An exercise from Lang.
Let $k$ be a field. Let $n$ be a nonnegative integer.
Consider the polynomial $x^{p^n}-a \in k[x]$.
Assume that $\text{char}(k) = p > 0$.
Prove that either the polynomial $x^{p^n}-a$ is irreducible over the field $k$ or there exists $b\in k$ such that $a = b^p$.
How to prove this statement? I am a little bit confused with this statement.
On
Rename the field $k$ as $K$. Rename the indeterminate $x$ as $X$. Thus we must prove that either the polynomial $X^{p^n}-a$ is irreducible over $K$ or $a$ is a $b$-th power.

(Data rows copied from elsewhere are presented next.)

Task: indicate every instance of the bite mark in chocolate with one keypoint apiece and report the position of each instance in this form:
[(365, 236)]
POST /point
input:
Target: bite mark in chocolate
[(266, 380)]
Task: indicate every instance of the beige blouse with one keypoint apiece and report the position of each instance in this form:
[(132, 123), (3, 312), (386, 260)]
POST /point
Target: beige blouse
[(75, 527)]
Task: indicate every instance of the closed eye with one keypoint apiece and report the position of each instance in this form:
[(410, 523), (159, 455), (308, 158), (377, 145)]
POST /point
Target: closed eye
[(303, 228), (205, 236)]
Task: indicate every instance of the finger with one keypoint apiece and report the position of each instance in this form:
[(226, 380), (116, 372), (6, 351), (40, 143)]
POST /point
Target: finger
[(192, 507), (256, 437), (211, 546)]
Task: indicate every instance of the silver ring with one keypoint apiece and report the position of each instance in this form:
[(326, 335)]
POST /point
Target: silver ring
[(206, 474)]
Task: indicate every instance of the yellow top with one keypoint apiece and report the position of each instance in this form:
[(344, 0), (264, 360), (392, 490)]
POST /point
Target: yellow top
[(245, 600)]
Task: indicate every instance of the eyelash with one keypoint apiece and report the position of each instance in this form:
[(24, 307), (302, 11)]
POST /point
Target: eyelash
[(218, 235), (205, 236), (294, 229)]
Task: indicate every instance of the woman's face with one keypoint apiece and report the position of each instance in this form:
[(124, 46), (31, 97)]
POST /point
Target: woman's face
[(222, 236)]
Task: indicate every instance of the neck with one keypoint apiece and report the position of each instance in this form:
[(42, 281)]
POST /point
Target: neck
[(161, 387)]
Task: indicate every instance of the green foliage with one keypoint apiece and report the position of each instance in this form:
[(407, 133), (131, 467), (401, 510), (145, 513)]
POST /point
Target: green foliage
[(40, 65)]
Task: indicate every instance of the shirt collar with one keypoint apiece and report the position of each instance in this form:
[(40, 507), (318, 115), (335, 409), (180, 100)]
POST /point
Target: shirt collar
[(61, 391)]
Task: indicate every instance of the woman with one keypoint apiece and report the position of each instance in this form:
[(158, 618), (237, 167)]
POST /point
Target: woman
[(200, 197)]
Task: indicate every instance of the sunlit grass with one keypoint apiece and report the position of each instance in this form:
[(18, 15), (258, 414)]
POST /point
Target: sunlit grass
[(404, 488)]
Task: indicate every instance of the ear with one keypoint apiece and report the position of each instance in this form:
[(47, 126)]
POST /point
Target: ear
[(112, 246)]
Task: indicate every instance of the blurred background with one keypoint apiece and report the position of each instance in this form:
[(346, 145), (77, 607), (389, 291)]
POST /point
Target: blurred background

In an extension field of $K$, if $b$ is a root of $X^{p^n}-a$, then $(X-b)^{p^n}=X^{p^n}-b^{p^n} =X^{p^n}-a$. Therefore, any proper monic factor of $X^{p^n}-a$ is $(X-b)^k$ where $0<k<p^n$. If $(X-b)^k$ has coefficients in $K$, then $b^k\in K$. But as $b^{p^n}=a\in K$, then $b^g\in K$, where $g=\gcd(k,p^n)$. Then $g=p^m$ where $0\le m\le n-1$, and this implies $b^{p^{k-1}}\in K$, and that's a $p$-th root of $a$.
One side:
If $a=b^{p}$ for $b\in k$ then: $$x^{p^{n}}-a=x^{p^{n}}-b^{p}=\left(x^{p^{n-1}}-b\right)^{p}$$ showing that the polynomial is not irreducible.
Let $k^{\mathbf{a}}$ denote an algebraically closed fied that contains $k$ and is algebraic over $k$.
Let it be that $\alpha\in k^{\mathbf{a}}$ is a root of $x^{p^{n}}-a$.
Then $\alpha^{p^{n}}-a=0$ so that $x^{p^{n}}-a=x^{p^{n}}-\alpha^{p^{n}}=\left(x-\alpha\right)^{p^{n}}$.
This reveals that polynomial $x^{p^{n}}-a$ has only one root in $k^{\mathbf{a}}$.
The other side:
For convenience define $f\left(x\right):=x^{p^{n}}-a$ and let $g\left(x\right)\in k\left[x\right]$ denote the minimal polynomial of $\alpha$.
Then $f\left(x\right)=g\left(x\right)^{m}h\left(x\right)$ for some positive integer $m$ and some $h\left(x\right)\in k\left[x\right]$.
Taking $m$ maximal $g\left(x\right)$ will not divide $h\left(x\right)$ so that $\alpha$ is not a root of $h\left(x\right)$. But $\alpha$ is the only candidate for being a root of $h\left(x\right)$ so we conclude that $h\left(x\right)$ has no roots at all. This allows the conclusion that: $$f\left(x\right)=g\left(x\right)^{m}$$ If $d$ denotes the degree of $g$ then $md=p^{n}$ showing that $m$ and $d$ are both powers of $p$. So nonnegative integers $u,v$ exist with $u+v=n$, $d=p^{u}$ and $m=p^{v}$. Then: $$x^{p^{u}}-\alpha^{p^{u}}=\left(x-\alpha\right)^{p^{u}}=g\left(x\right)\in k\left[X\right]$$ Proved is now that $\alpha^{p^{u}}\in k$.
If $f$ is not irreducible then $p^{v}=m>1$ so that $v\geq1$.
Defining $b:=\alpha^{p^{n-1}}=\left(\alpha^{p^{u}}\right)^{p^{v-1}}\in k$ we find:
$$a=\alpha^{p^{n}}=b^{p}$$